Washington, D.C., April 12, 2010 … The Anti-Defamation League (ADL) praised the United States Attorney's Office of the District of Columbia on the sentencing of a Virginia man, Christopher McDonald, for his assault on a group of gay women in downtown Washington, D.C. in September 2009.

McDonald, who confronted the group of women with homophobic epithets while they ate pizza on a sidewalk, admitted that he threatened the group and brandished a knife based on his perception of their sexual orientation. McDonald, 27, was charged on two criminal counts, and received the one and one half times enhanced penalty for committing a bias-motivated crime in the District of Columbia.
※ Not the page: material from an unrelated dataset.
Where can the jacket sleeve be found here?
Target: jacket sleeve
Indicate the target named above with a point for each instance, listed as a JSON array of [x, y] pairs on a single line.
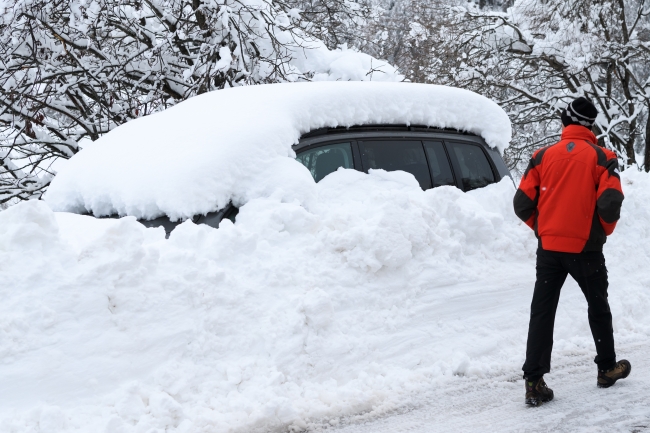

"We commend the U.S. Attorney's Office, as well as the Metropolitan Police Department, for their commitment to securing justice for the victims, and for making it clear that expressions of bigotry and hatred will not be tolerated in the District of Columbia," said Sophie Dornstreich, ADL Assistant Regional Director.
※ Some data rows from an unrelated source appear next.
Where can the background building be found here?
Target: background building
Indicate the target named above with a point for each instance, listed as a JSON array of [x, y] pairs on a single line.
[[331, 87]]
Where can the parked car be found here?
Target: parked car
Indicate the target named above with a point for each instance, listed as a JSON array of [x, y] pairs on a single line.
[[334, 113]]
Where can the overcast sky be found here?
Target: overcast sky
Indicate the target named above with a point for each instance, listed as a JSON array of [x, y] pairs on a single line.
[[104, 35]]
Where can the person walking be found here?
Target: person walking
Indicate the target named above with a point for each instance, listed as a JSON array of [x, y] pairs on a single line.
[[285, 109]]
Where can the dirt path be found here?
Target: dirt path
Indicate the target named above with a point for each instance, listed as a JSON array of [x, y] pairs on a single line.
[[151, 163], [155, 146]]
"Perpetrators of hate crimes send a message to their victims - and everyone else who shares the victim's characteristics - that minorities are not welcome or safe. Every time the perpetrator of a hate crime is brought to justice, the opposite message is sent loud and clear; that all people, of any nationality, race, sexual orientation, gender, religion, or ethnicity, are welcome, safe, protected, and included in this city."

Hate crime statutes have been adopted by 45 states. Many of those laws are based on a model statute crafted by ADL, which has long been in the forefront of national and state efforts to deter and counteract hate-motivated criminal activity.

The Anti-Defamation League was founded in 1913 to stop the defamation of the Jewish people and to secure justice and fair treatment to all. Today it is the world’s leading organization combating anti-Semitism, exposing hate groups, training law enforcement on hate crimes, developing anti-bias education programs for students, countering cyber-hate and relentlessly pursuing equal rights for all.